Bergoglio ha spiegato che “Gesù non guarda all’insieme, come noi, ma guarda alla persona. Non si arresta di fronte alle ferite e agli errori del passato, ma va oltre i peccati e i pregiudizi. Tutti noi abbiamo una storia, e ognuno di noi, nel suo segreto, conosce bene le cose brutte della propria storia. Ma Gesù le guarda per guarirle. Invece a noi ci piace guardare le cose brutte degli altri. Quante volte, quando noi parliamo, cadiamo nel chiacchiericcio, che è sparlare degli altri, ‘spellare’ gli altri. Ma guarda: che orizzonte di vita è questo? Non come Gesù, che sempre guarda il modo di salvarci, guarda l’oggi, la buona volontà e non la storia brutta che noi abbiamo. Gesù va oltre i peccati. Gesù va oltre i pregiudizi. Non si ferma alle apparenze, arriva al cuore Gesù. E guarisce proprio lei, che era scartata da tutti, un’impura”.
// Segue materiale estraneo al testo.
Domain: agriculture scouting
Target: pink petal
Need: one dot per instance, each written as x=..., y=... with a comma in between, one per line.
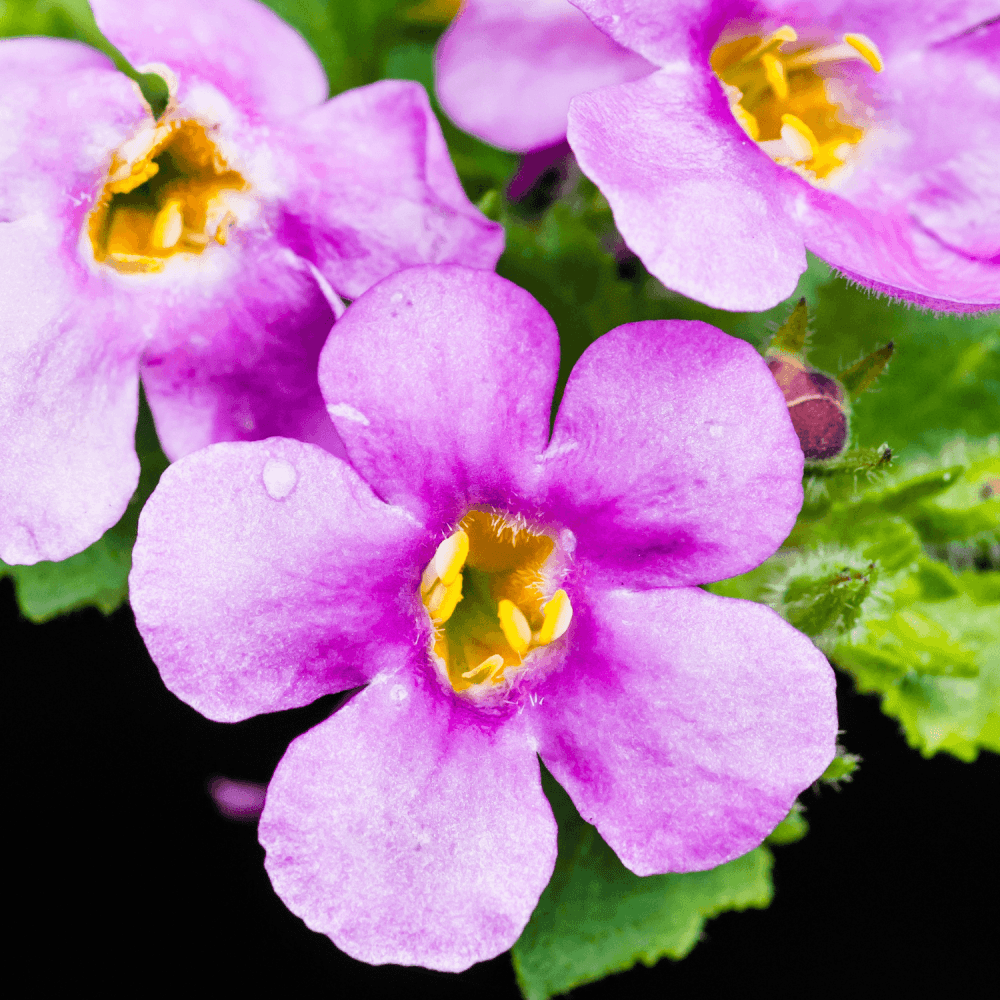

Da qui l’appello del Papa ai fedeli: “Sorella, fratello, sei qui, lascia che Gesù guardi e guarisca il tuo cuore. Anch’io devo fare questo: lasciare che Gesù guardi il mio cuore e lo guarisca. E se hai già provato il suo sguardo tenero su di te, imitalo, e fai come lui. Guardati attorno: vedrai che tante persone che ti vivono accanto si sentono ferite e sole, hanno bisogno di sentirsi amate: fai il passo. Gesù ti chiede uno sguardo che non si fermi all’esteriorità, ma vada al cuore; uno sguardo non giudicante, finiamo di giudicare gli altri, Gesù ci chiede uno sguardo non giudicante, ma accogliente. Apriamo il nostro cuore per accogliere gli altri. Perché solo l’amore risana la vita”. Parole destinate ad alimentare il dibattito, dentro più che fuori la Chiesa. Ma anche ad alimentare confusione su quale sia davvero la linea del Vaticano.